I should also point out that the Model property is bindable. This means you can create “child viewmodel” objects that get their Model value by being bound to the property of some “parent viewmodel” or parent model. For example, you might have a form for working with SalesOrder objects, so your top level viewmodel exposes a SalesOrder object through its Model property. The following would be the XAML to set up the viewmodel for the form:
<UserControl.Resources> <this:SalesOrderViewModel x:Key=”ViewModel” /> </UserControl.Resources> <Grid Name=”LayoutRoot” DataContext=”{Binding Source={StaticResource ViewModel}}”>
Now you could just bind the detail region of the form (where you show the line items) to the LineItems property of the business object, and that works fine.
But suppose you want to bind a button or hyperlink control to an AddItem() method so the user can add items to the LineItems collection. How do you do that without writing code? The answer is that you set up a viewmodel (probably LineItemsViewModel) for that child region of the form, and you have the Model property of LineItemsViewModel bound to the LineItems property of the SalesOrder business object. In the child region you’d do something like this:
<Grid Name=”ChildRegionContainer”> <Grid.Resources> <this:LineItemsViewModel x:Key=”LineItemsViewModel” Model=”{Binding Path=Model.LineItems}”/> </Grid.Resources> <Grid Name=”ChildRegion” DataContext=”{Binding Source={StaticResource LineItemsViewModel}}”>
The advantage of this is that any controls inside the ChildRegion grid can invoke methods on LineItemsViewModel – such as AddItem() or Remove() to add and remove items from the collection – all with no coding on your part.
Creating the Model
This is the part where I just smile. Because you already have the model if you used CSLA .NET and good object-oriented design to build your business domain objects. The same business objects you may already be using for Windows Forms or Web Forms will almost certainly just work in your WPF or Silverlight application (assuming you are using CSLA .NET 3.5 or higher – and can upgrade to CSLA .NET 3.8).

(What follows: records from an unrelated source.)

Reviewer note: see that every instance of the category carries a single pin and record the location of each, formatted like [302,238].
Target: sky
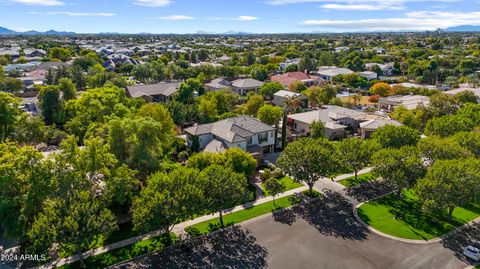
[254,16]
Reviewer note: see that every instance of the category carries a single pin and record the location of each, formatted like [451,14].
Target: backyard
[405,218]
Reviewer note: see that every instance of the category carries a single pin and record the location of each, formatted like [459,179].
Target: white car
[473,251]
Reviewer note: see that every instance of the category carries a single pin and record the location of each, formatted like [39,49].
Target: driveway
[322,234]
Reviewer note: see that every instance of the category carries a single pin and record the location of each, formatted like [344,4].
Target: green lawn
[126,253]
[289,183]
[247,214]
[351,181]
[412,222]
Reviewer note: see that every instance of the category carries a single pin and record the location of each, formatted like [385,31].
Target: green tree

The primary goal of CSLA .NET, first and foremost, is to enable you to create a business layer that encapsulates your business, validation and authorization logic into a set of business domain objects. By doing so, you end up with a formal business layer on top of which you can build Silverlight, WPF, ASP.NET MVC, Web Forms, Windows Forms, asmx service or WCF service interfaces.
So the whole point of having this business layer is that when something like XAML comes along all you need to worry about is how to rebuild the UI, possibly using MVVM. But you don’t need to worry about rebuilding the business layer, or the data access layer or the database.
I’m pretty happy with the way CSLA .NET 3.8 enables the MVVM design pattern in Silverlight and WPF. As I said to start with, you’d hope that a pattern gives you positive consequences with little or no downside. With the support of InvokeMethod, Execute, ViewModelBase and ViewModel I think CSLA .NET makes MVVM meet that goal. And in fact, I think it allows you to build a UI with less code than many, seemingly simpler, alternatives.